Before long, Anne-Marie pushed off her, dropped the knife and sauntered out the living room with her head in her hands. I wanted to thank Elise for what she said but part of me was happy that Anne-Marie did what she did, even though it was the wrong thing to do. The logical side of me was depleted by the actions and situation and I felt like there was nothing I could do but wait.

In every minute that passed, my heart thumped harder in my rib cage. I was anxious for the arrival of the police because part of me was terrified that she'd tell them what my sister done. Even though I know she doesn't want to screw up my sister's future.

The silence became eerie. Breathing was the only thing that was heard. The wait was beginning to make me feel anxious. Part of me wished that the ground would open up and swallow me whole, just so I'd miss this whole confrontation. My mind was flabbergasted at what Eloise told me. And part of me wanted to believe it but the other reasonable part of me was telling me that it was a load of codswallop. I mean, how could one do that? I knew Annabella was a master manipulator, but, Eloise? It has to be complete bull. Annabella wasn't even around when Eloise had the massive addiction.

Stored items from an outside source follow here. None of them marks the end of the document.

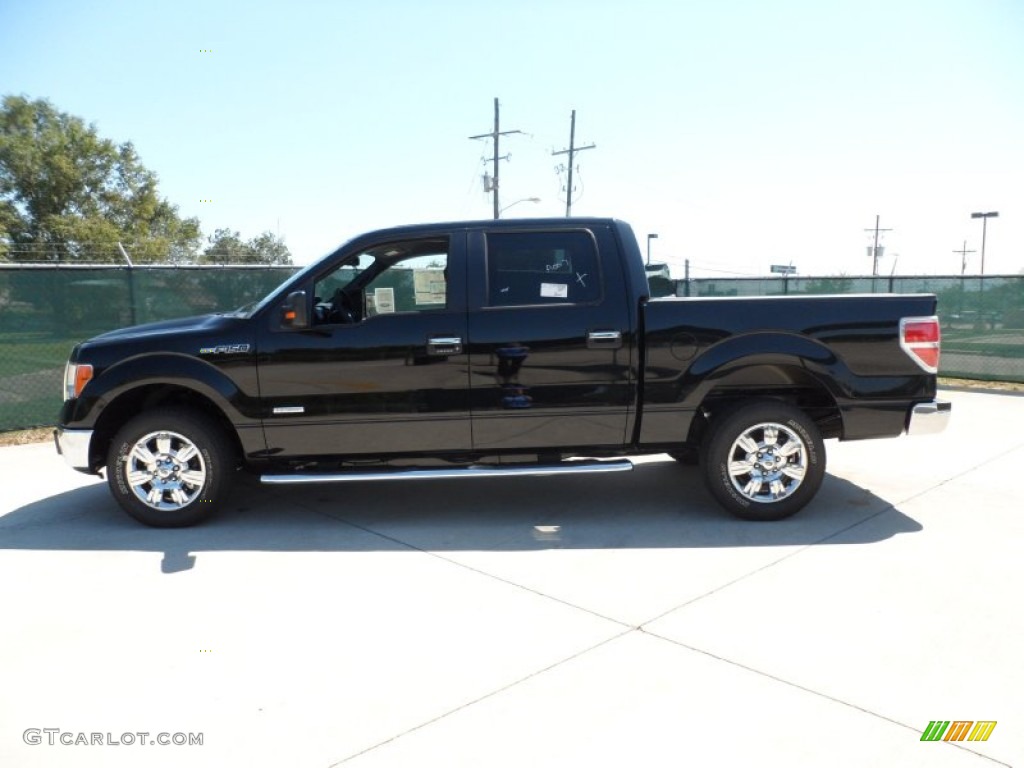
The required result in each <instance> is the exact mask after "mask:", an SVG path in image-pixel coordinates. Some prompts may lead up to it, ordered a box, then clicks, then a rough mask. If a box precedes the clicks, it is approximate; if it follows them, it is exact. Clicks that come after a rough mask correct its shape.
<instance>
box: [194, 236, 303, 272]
mask: <svg viewBox="0 0 1024 768" xmlns="http://www.w3.org/2000/svg"><path fill="white" fill-rule="evenodd" d="M208 243H209V245H208V246H207V248H206V250H205V251H203V256H202V258H201V259H200V261H201V262H202V263H207V264H291V263H292V254H291V252H290V251H289V250H288V246H286V245H285V243H284V241H282V240H281V239H280V238H278V236H275V234H273V233H272V232H263V233H262V234H260V236H258V237H256V238H252V239H251V240H249V241H248V242H243V240H242V236H241V234H240V233H239V232H237V231H232V230H230V229H217V230H216V231H215V232H214V233H213V234H211V236H210V237H209V238H208Z"/></svg>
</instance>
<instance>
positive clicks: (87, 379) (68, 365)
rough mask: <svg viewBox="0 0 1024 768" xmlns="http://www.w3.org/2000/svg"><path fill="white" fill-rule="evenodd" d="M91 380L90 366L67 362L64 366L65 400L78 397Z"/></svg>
mask: <svg viewBox="0 0 1024 768" xmlns="http://www.w3.org/2000/svg"><path fill="white" fill-rule="evenodd" d="M91 378H92V366H86V365H83V364H81V362H71V361H69V362H68V365H67V366H65V389H63V396H65V399H66V400H70V399H71V398H72V397H78V396H79V395H80V394H81V393H82V389H83V388H85V385H86V384H88V383H89V379H91Z"/></svg>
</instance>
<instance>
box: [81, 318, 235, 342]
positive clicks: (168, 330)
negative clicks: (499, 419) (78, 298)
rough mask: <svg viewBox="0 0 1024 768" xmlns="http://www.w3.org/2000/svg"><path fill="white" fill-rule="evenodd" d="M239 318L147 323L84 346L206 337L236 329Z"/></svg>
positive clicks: (93, 341) (106, 332)
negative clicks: (143, 341) (157, 322)
mask: <svg viewBox="0 0 1024 768" xmlns="http://www.w3.org/2000/svg"><path fill="white" fill-rule="evenodd" d="M240 322H241V318H239V317H237V316H233V315H225V314H201V315H197V316H195V317H179V318H177V319H171V321H162V322H160V323H147V324H145V325H143V326H129V327H128V328H119V329H118V330H117V331H108V332H106V333H104V334H100V335H99V336H94V337H93V338H91V339H89V340H88V341H87V342H86V344H89V345H94V344H95V345H105V344H112V343H121V342H125V341H144V340H148V339H157V338H159V337H162V336H182V337H183V336H190V335H196V336H206V335H208V334H211V333H217V332H218V331H222V330H223V331H227V330H232V329H236V328H238V326H239V324H240Z"/></svg>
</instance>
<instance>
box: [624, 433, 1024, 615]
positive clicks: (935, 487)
mask: <svg viewBox="0 0 1024 768" xmlns="http://www.w3.org/2000/svg"><path fill="white" fill-rule="evenodd" d="M1022 449H1024V443H1021V444H1020V445H1016V446H1014V447H1012V449H1010V450H1009V451H1007V452H1006V453H1002V454H999V455H998V456H993V457H992V458H990V459H986V460H985V461H982V462H980V463H979V464H976V465H975V466H973V467H969V468H968V469H965V470H963V471H962V472H958V473H957V474H955V475H953V476H952V477H946V478H945V479H943V480H940V481H939V482H936V483H935V484H934V485H930V486H929V487H927V488H924V489H922V490H919V492H918V493H916V494H913V495H911V496H908V497H906V498H905V499H900V500H899V501H897V502H890V503H888V504H887V505H886V506H885V507H883V508H882V509H880V510H879V511H878V512H872V513H871V514H869V515H867V516H866V517H862V518H861V519H859V520H857V521H855V522H851V523H850V524H849V525H846V526H845V527H842V528H840V529H839V530H835V531H833V532H831V534H828V535H827V536H824V537H822V538H821V539H818V540H817V541H814V542H811V543H810V544H805V545H804V546H803V547H800V548H798V549H796V550H794V551H793V552H788V553H786V554H784V555H782V556H781V557H780V558H778V559H777V560H772V561H771V562H768V563H765V564H764V565H761V566H760V567H758V568H755V569H754V570H750V571H748V572H745V573H742V574H740V575H738V577H736V578H735V579H733V580H731V581H729V582H726V583H725V584H723V585H720V586H718V587H716V588H715V589H712V590H709V591H708V592H705V593H702V594H700V595H697V596H696V597H691V598H690V599H689V600H686V601H685V602H682V603H680V604H679V605H676V606H674V607H672V608H669V609H668V610H666V611H665V612H663V613H658V614H657V615H656V616H653V617H652V618H648V620H647V621H645V622H641V623H640V624H639V625H637V629H639V630H641V631H645V629H644V628H645V627H647V625H649V624H653V623H654V622H657V621H659V620H662V618H665V617H666V616H667V615H669V614H670V613H675V612H676V611H677V610H680V609H682V608H685V607H687V606H688V605H692V604H693V603H695V602H697V601H699V600H703V599H705V598H706V597H711V596H712V595H715V594H718V593H719V592H721V591H722V590H725V589H728V588H729V587H732V586H733V585H735V584H738V583H739V582H742V581H745V580H746V579H750V578H751V577H754V575H757V574H758V573H760V572H761V571H762V570H767V569H768V568H771V567H774V566H775V565H778V564H779V563H781V562H782V561H784V560H788V559H790V558H791V557H796V556H797V555H801V554H803V553H804V552H807V551H808V550H809V549H812V548H813V547H817V546H818V545H820V544H824V543H825V542H827V541H829V540H830V539H835V538H836V537H838V536H842V535H843V534H846V532H847V531H849V530H853V528H855V527H857V526H858V525H863V524H864V523H866V522H870V521H871V520H873V519H874V518H877V517H880V516H881V515H884V514H886V513H887V512H892V511H893V510H895V509H896V508H897V507H899V506H900V505H902V504H906V503H907V502H912V501H913V500H914V499H919V498H921V497H923V496H925V495H926V494H930V493H932V492H933V490H935V489H937V488H940V487H942V486H943V485H945V484H947V483H949V482H952V481H953V480H957V479H959V478H961V477H964V476H966V475H968V474H970V473H971V472H974V471H975V470H978V469H981V468H982V467H984V466H985V465H986V464H990V463H992V462H993V461H997V460H999V459H1002V458H1004V457H1005V456H1008V455H1011V454H1014V453H1016V452H1018V451H1021V450H1022Z"/></svg>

Just as we hit the hour mark, the door went with a bang, bringing us all to our feet. Conor rushed to answer it before coming back with three police officers. Eloise gave me a curt nod of her head before turning her back and letting the officers arrest her. I felt sorry for her and I felt conflicted but it was because of her that my dad was in hospital. It was through her that my dad is now fighting for his life. And she supposedly is blaming it on Annabella. Everything just seemed to go back to her.

Once all the hullabaloo was by, Conor flopped down on the couch beside me and let out a big sigh.

"Crazy, right?" He spoke.

"Yeah. Do you believe any of it?"

"Half of me does. The other part of me doesn't. If it's completely false and she did it all on her own inkling, then she's one pretty good actress. If it's real, then she's as much a victim as your dad in all this."